Participants will learn from an original curriculum created by Kennedy Converse and Quinn that will teach them everything from how and where food is made to how it’s marketed. They’ll visit local farms to learn about natural ingredients and clean, sustainable food, and all the while they’ll be working on modules (focusing on topics such as food safety, knife skills, layering flavors, etc.) and can’t progress with the program until they complete each one.
“We want them to be successful and get hands-on learning,” Kennedy Converse says. “We understand that there aren’t a lot of opportunities out there when you’re young and you’ve got a passion for food, so this will hopefully be a great experience.”
It all started in November 2017 when Kennedy Converse launched a Kickstarter campaign to raise money for not only the move, but the new program. After about two months, the shop surpassed its fundraising goal of $45,000, eventually raising $48,624.
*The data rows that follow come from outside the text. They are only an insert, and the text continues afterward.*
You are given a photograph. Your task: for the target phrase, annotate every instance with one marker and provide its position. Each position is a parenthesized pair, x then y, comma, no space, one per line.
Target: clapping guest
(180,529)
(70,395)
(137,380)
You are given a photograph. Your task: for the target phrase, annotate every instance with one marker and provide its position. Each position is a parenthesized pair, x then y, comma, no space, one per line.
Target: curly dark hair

Now, with four high school-aged Girls Inc. participants confirmed for the program, Kennedy Converse is excited to see what will come out of the kitchen when they get started in the coming weeks.
Quinn shares her boss’s excitement. As a graduate of the Culinary Institute of America who was inspired to pursue a career in food from her high school culinary teacher — who also graduated from CIA — Quinn wants to help young women see that cooking is more than just a domestic skill.
“I’m passionate about this because I always loved to cook. It was a big part of my family (upbringing),” she says. “It’s important to show girls that this is something they can do as a career.”
Kennedy Converse agrees, adding she looks forward to watching the apprentices flourish in an inviting, creative environment that will help them determine if food and hospitality is an industry in which they could see a future.
“It’s just a job for some, but for many people it becomes a passion,” she says. “Food is community, so we’ve always thought of the apprentice kitchen as the heartbeat of the shop.”
Once things get cooking, Kennedy Converse and Quinn plan to engage the community by not only continuing their cheese classes for the public, but hosting the occasional apprentice dinner where participants will be able to invite their own guests for whom they’ll cook a full meal.
“We want them to be proud of this experience and exposure,” Kennedy Converse says.
She also plans to continue to prove all of her haters wrong. Several people in the cheese industry didn’t have faith in her business model when Kennedy Converse first made plans for the shop nearly seven years ago, she says. They thought an independent local cheese shop in a small Floridian city was sure to fail.
“People had been holding their breath to see if that happened, but since we got our foothold on the market I think people in our industry have been applauding and encouraging us,” she says.
“Now we have people coming to us because they want us to carry their cheese ... we’re getting recognition for being a really good cheese shop, and that’s who we are in our hearts.”